The model with the second degree polynomial has the lowest error, which is what I'd expect given that the true form of the model is a second degree polynomial

In [28]:
def est_poly(degrees, seed=42, size=100):
    x, y = gen_xy(seed, size)
    x_poly = gen_poly(x, degrees)
    ydf = pd.DataFrame(y, columns=["y"])
    xdf = pd.DataFrame(x_poly, index=ydf.index, columns=[f"X_{i + 1}" for i in range(x_poly.shape[1])])
    lm = sm.OLS(ydf, sm.add_constant(xdf)).fit()
    print(lm.summary())

In [29]:
for i in range(1, 5, 1):
    est_poly(i)

                            OLS Regression Results                            
Dep. Variable:                      y   R-squared:                       0.000
Model:                            OLS   Adj. R-squared:                 -0.010
Method:                 Least Squares   F-statistic:                   0.04064
Date:                Fri, 10 Jan 2020   Prob (F-statistic):              0.841
Time:                        21:51:57   Log-Likelihood:                -240.48
No. Observations:                 100   AIC:                             485.0
Df Residuals:                      98   BIC:                             490.2
Df Model:                           1                                         
Covariance Type:            nonrobust                                         
                 coef    std err          t      P>|t|      [0.025      0.975]
------------------------------------------------------------------------------
const         -1.8846      0.271     -6.959      0.0

  return ptp(axis=axis, out=out, **kwargs)
  return ptp(axis=axis, out=out, **kwargs)
  return ptp(axis=axis, out=out, **kwargs)
  return ptp(axis=axis, out=out, **kwargs)

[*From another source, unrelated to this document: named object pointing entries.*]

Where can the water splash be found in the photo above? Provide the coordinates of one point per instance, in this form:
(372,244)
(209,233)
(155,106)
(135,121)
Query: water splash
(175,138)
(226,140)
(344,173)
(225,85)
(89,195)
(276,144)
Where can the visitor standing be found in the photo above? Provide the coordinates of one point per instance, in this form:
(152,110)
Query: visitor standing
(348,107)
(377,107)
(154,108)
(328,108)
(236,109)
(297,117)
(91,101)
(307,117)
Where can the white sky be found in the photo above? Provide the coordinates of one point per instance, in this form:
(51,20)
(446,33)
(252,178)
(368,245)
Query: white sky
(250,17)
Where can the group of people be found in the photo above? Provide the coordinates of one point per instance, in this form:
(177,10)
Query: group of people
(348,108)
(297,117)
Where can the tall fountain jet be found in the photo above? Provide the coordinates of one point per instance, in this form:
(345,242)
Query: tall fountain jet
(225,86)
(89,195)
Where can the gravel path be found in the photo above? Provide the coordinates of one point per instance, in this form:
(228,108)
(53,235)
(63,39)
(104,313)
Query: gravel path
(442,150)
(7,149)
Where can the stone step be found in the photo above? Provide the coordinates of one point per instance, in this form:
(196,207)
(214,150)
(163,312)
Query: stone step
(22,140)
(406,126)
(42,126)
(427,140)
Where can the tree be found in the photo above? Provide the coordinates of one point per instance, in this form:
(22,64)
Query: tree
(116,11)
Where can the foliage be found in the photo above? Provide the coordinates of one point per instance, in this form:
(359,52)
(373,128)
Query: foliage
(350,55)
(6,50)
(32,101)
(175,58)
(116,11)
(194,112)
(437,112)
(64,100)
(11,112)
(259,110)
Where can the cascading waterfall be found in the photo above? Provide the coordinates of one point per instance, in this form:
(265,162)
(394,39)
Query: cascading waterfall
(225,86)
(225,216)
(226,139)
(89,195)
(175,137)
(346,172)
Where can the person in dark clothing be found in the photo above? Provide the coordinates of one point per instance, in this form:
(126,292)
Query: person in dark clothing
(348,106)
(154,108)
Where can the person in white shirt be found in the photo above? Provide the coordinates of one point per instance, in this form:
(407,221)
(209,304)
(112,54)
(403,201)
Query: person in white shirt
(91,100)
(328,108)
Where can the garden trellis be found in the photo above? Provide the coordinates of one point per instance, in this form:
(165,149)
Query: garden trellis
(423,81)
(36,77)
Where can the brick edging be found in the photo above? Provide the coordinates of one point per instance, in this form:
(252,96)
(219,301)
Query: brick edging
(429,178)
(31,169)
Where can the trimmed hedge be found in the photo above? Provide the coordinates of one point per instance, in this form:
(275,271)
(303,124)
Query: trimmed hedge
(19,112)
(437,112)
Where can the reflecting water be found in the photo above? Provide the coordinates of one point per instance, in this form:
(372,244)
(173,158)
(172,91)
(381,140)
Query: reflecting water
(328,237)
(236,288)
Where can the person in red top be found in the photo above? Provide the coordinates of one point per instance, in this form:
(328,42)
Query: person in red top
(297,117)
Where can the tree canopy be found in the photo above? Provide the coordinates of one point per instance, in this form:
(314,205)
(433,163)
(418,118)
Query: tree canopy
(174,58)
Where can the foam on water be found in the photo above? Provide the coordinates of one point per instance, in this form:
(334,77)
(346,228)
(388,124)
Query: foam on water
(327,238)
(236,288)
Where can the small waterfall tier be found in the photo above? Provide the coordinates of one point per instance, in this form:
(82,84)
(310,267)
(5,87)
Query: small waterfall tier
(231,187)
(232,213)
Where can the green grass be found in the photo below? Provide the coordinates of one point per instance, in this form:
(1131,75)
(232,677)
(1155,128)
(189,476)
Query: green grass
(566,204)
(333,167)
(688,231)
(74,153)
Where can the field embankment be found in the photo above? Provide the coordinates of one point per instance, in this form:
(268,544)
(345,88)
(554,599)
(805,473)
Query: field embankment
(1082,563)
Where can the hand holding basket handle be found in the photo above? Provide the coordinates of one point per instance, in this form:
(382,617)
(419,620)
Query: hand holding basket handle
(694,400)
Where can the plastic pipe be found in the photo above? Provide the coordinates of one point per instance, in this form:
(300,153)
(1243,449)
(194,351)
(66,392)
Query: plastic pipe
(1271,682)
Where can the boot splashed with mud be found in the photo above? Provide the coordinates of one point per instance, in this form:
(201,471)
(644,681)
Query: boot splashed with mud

The model that matches the functional form has all the right stats. $X$ and $X^2$ are significant, while the intercept is not. For the most part the other models follow that patter, but it's interesting that the model with just $X$ finds the intercept significant and not $X$. Similarly, the last model generally matches, except $X^4$ is significant when it's not actually a factor for $y$, suggesting overfitting.